Construction on the new water park has resulted in the destruction of trees.

The waterpark currently in construction near Clover Hill High School by Chesterfield County and Flatwater Cos. is an example of the careless and irresponsible decisions the government is making with the life, land and resources under its power.

Ecosystems, like the forest being cleared for waterpark construction, are becoming more precious every day. They are constantly cleared for construction and agriculture, and the fragments that remain struggle to provide the services we depend on, such as food production.

Forests are essential to our planet. The trees pull carbon dioxide out of the air to build their trunks while creating soil rich in organic matter that holds even more carbon in the ground. 

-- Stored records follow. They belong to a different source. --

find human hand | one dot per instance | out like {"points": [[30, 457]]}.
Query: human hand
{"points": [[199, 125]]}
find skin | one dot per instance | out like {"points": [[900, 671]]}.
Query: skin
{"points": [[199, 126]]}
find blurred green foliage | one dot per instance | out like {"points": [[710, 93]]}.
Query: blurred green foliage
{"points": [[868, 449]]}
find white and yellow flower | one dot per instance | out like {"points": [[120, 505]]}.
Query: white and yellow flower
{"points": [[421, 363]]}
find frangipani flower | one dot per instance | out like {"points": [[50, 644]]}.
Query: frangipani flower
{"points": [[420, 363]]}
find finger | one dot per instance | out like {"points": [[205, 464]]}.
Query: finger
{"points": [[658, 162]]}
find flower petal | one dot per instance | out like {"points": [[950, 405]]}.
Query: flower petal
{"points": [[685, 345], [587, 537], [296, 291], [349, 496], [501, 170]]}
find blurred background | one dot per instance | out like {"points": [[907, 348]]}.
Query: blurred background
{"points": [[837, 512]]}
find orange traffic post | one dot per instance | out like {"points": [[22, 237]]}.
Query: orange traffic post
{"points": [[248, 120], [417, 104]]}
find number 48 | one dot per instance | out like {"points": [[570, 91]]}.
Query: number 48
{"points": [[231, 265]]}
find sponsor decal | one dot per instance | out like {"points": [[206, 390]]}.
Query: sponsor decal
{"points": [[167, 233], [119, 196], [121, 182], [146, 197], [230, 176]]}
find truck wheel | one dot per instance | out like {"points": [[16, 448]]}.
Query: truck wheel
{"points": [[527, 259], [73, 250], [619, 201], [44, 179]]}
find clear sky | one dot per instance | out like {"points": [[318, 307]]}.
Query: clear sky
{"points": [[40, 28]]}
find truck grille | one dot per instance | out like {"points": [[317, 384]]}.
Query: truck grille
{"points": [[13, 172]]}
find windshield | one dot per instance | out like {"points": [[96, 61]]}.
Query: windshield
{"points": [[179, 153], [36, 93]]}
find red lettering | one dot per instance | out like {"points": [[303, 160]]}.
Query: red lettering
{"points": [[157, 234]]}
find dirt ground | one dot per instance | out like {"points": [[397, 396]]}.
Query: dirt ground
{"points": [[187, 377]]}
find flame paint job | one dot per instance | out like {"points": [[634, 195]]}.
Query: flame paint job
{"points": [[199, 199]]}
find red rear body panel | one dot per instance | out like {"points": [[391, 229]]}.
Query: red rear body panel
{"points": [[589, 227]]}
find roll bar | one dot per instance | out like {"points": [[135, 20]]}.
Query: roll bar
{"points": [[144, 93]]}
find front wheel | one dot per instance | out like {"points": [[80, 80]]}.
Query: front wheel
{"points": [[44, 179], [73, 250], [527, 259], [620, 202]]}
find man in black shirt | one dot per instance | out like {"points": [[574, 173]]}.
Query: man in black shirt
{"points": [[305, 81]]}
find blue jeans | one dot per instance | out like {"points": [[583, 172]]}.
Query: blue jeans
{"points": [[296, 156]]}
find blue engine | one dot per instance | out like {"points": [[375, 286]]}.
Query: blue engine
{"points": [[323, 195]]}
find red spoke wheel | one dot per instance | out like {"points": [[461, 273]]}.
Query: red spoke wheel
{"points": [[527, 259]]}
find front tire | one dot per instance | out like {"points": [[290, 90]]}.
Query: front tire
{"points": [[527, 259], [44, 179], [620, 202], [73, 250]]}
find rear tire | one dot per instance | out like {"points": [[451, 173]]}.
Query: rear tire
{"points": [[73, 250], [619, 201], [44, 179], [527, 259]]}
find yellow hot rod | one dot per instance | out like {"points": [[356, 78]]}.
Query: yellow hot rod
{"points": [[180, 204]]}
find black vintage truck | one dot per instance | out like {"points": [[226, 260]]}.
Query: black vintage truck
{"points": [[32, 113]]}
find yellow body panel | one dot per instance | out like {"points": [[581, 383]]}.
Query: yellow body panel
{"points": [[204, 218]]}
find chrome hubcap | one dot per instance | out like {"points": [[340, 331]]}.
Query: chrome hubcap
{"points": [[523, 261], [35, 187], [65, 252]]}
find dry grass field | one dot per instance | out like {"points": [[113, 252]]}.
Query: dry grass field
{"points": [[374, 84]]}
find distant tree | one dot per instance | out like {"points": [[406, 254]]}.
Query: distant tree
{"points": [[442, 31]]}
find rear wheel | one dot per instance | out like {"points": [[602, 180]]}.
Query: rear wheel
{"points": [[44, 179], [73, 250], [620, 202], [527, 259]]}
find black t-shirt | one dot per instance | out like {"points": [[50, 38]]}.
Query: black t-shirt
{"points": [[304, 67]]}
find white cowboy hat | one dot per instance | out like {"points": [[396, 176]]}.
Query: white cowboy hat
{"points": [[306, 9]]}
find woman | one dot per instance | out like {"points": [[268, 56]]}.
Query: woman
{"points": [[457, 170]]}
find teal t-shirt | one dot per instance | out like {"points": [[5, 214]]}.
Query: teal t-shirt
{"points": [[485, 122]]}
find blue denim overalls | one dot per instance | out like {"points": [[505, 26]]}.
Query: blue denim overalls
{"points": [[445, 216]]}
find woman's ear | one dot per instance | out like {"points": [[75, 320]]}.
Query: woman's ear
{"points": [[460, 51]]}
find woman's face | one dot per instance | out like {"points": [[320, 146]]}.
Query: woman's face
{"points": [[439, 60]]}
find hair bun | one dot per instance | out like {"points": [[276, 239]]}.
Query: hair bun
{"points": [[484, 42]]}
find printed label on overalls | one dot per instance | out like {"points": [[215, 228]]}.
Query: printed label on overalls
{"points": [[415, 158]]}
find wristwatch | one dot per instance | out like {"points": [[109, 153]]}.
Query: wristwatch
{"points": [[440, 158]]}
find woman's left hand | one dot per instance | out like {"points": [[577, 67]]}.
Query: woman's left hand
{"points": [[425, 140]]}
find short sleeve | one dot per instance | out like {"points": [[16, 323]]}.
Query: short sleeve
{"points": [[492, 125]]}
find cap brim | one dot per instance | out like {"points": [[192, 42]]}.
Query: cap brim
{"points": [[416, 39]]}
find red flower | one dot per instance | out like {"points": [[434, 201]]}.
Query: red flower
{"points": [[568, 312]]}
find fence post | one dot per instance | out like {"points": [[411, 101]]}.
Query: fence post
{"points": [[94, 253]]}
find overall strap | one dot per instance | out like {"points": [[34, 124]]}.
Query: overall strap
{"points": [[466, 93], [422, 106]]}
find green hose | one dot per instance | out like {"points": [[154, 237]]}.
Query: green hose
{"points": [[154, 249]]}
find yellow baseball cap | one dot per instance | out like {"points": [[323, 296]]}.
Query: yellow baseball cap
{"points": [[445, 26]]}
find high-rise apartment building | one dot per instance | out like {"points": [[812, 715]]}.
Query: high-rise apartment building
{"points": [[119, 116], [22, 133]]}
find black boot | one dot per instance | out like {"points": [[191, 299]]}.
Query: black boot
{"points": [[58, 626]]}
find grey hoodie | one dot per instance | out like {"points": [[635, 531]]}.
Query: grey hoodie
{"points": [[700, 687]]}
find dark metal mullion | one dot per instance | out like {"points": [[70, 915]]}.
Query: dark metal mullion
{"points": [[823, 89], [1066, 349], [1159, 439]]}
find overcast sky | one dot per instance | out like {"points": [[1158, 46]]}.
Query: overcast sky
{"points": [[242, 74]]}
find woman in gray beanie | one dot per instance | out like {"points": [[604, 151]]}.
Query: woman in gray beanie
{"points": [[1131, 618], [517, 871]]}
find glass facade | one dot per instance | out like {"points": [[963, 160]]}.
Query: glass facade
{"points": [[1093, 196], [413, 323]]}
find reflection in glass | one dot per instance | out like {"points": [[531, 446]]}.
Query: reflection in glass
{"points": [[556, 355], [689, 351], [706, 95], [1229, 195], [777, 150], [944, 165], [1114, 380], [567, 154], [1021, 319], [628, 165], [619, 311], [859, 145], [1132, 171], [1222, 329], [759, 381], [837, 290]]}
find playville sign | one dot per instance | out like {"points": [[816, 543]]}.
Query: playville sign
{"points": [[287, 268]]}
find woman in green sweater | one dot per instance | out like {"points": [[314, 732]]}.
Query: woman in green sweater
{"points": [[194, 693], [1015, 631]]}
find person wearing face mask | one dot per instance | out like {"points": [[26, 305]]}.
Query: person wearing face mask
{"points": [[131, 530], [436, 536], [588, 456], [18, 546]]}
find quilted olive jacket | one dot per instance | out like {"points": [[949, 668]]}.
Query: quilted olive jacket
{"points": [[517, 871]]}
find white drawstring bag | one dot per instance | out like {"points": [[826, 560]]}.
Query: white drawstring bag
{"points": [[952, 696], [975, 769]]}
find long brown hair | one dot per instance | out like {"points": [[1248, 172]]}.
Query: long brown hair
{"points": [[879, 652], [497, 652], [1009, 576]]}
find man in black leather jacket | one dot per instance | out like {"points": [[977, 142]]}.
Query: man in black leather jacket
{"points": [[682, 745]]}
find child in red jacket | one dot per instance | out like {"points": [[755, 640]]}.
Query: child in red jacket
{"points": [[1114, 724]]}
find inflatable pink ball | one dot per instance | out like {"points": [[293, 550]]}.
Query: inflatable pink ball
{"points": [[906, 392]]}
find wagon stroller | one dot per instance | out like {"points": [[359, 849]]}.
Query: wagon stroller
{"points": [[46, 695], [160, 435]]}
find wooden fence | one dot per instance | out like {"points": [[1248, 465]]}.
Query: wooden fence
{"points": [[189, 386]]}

Fungi pull this carbon deep into the earth, continually storing it where it can not escape until disturbed. All of this helps to slow and mitigate climate change. 

The soil in a healthy forest is naturally loose and sponge-like. It soaks in whatever water hits it and stores that water until plants use it. 

The shade of the trees and the leaf litter prevents the sun from heating the soil, cooling the planet and preventing water from evaporating. This prevents both floods and droughts: water doesn’t pool because it soaks into the ground, and the earth doesn’t dry because large amounts of water are stored and do not evaporate. 

The dense, interconnected root systems of trees and the coat of leaves over the soil in a forest also prevent erosion by holding the soil in place. 

Michelle Huber, who teaches AP Environmental Science, believes the future waterpark will be detrimental to our local environment.

 “With [a] rainstorm, we might see soil trailing down Genito, that might be something to look for, and then that gets into the water system by the stormwater drain,” Huber said. “And that turbidity, that cloudiness in the water affects living organisms. It [also] impacts air quality, as far as, not only sediment being kicked up in dust, but also fossil fuel burning [from] heavy equipment.”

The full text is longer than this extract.